Enter former movie producer Darren Thomas, who convinced MGM to let his start-up studio, Arkalis Interactive, revive the IP as an episodic mobile game. We asked him to share his views on budgeting wisely, winning over fans and projecting profit in an uncertain market.
What was your pitch to MGM when you first approached them?
MGM had just come off a multitude of failed attempts [to make a Stargate game] and people had all wanted to do it big, and big is not necessarily the right way to go. What I said was, well, we don’t always have to be big. We’d like to do something very small, something quick, something mobile. You’ve done all these other things, how about we just do something we know we can get done and delivered to the market?
How do you win over the fanbase of a show that’s been dormant for several years, and has already suffered several failed games?
If you want to make money on an IP, especially one with a big fanbase, you don’t go after it to monetise the fans. What you do is you go after the fans, give them what they want, and in return they’ll reward you with money. What we tend do, we see big IPs and we think, wow, there’s a pot of gold there. There might be. But if that’s your goal, to make money off the IP, the fans will smell it and they’ll walk away. With something that has a sensitive fanbase like Stargate, you can’t do it.
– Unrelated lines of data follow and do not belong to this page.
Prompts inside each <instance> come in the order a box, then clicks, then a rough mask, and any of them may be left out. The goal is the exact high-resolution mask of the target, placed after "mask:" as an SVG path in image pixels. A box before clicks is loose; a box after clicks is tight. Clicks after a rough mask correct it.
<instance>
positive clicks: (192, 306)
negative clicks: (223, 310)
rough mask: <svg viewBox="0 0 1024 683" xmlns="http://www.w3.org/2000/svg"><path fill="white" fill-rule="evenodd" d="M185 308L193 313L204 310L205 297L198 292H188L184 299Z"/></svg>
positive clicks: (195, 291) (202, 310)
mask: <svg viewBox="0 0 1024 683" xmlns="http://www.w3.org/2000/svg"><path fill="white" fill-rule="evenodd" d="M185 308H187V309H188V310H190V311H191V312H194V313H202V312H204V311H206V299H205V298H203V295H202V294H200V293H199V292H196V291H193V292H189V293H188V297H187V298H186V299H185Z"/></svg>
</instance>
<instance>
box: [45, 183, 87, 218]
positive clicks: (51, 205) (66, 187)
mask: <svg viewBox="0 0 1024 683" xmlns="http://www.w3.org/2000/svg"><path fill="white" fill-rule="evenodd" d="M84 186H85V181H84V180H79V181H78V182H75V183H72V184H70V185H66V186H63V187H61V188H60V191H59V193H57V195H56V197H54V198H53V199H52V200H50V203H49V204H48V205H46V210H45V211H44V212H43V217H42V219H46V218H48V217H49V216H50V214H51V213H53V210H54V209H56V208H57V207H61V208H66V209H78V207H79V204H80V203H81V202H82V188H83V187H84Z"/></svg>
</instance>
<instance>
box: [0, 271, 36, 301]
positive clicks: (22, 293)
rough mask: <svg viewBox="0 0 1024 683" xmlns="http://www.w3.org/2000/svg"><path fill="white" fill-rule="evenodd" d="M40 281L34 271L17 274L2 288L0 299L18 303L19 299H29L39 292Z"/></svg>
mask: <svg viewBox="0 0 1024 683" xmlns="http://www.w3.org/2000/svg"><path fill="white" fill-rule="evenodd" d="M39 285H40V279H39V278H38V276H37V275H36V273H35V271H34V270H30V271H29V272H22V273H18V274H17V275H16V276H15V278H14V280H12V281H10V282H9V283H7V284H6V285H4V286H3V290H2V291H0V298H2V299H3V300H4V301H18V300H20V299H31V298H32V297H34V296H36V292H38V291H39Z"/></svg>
You have to serve them.
Mobile gaming is a very volatile market. How do you sell that business model to a large corporate licensee like MGM?
MGM said “Can you give us a projection on what this thing will earn?” And I said “No”. We no longer pitch projections. We pitch probability. We talk to people very honestly about their IP. We don’t use the hyperbole of “Oh my God! This is going to be huge! We’ve got Star Wars here!” No you don’t. You don’t have Star Wars. You can put IP in one category or another, but it’s a sliding scale. This is my budget, this is my price point. I have greater probability of making a profit with this IP rather than that IP, because it’s known. What I tell investors, and what I told MGM, is you have a strong IP, you have an active fanbase, you know what my budget is and you know what your royalty is. We believe we’ll make a profit – it might be 20%, 30%, 50% or 500%. We don’t know. It was the most unorthodox pitch to a studio that I can think of.
Stargate SG-1 Unleashed is out now for iOS devices.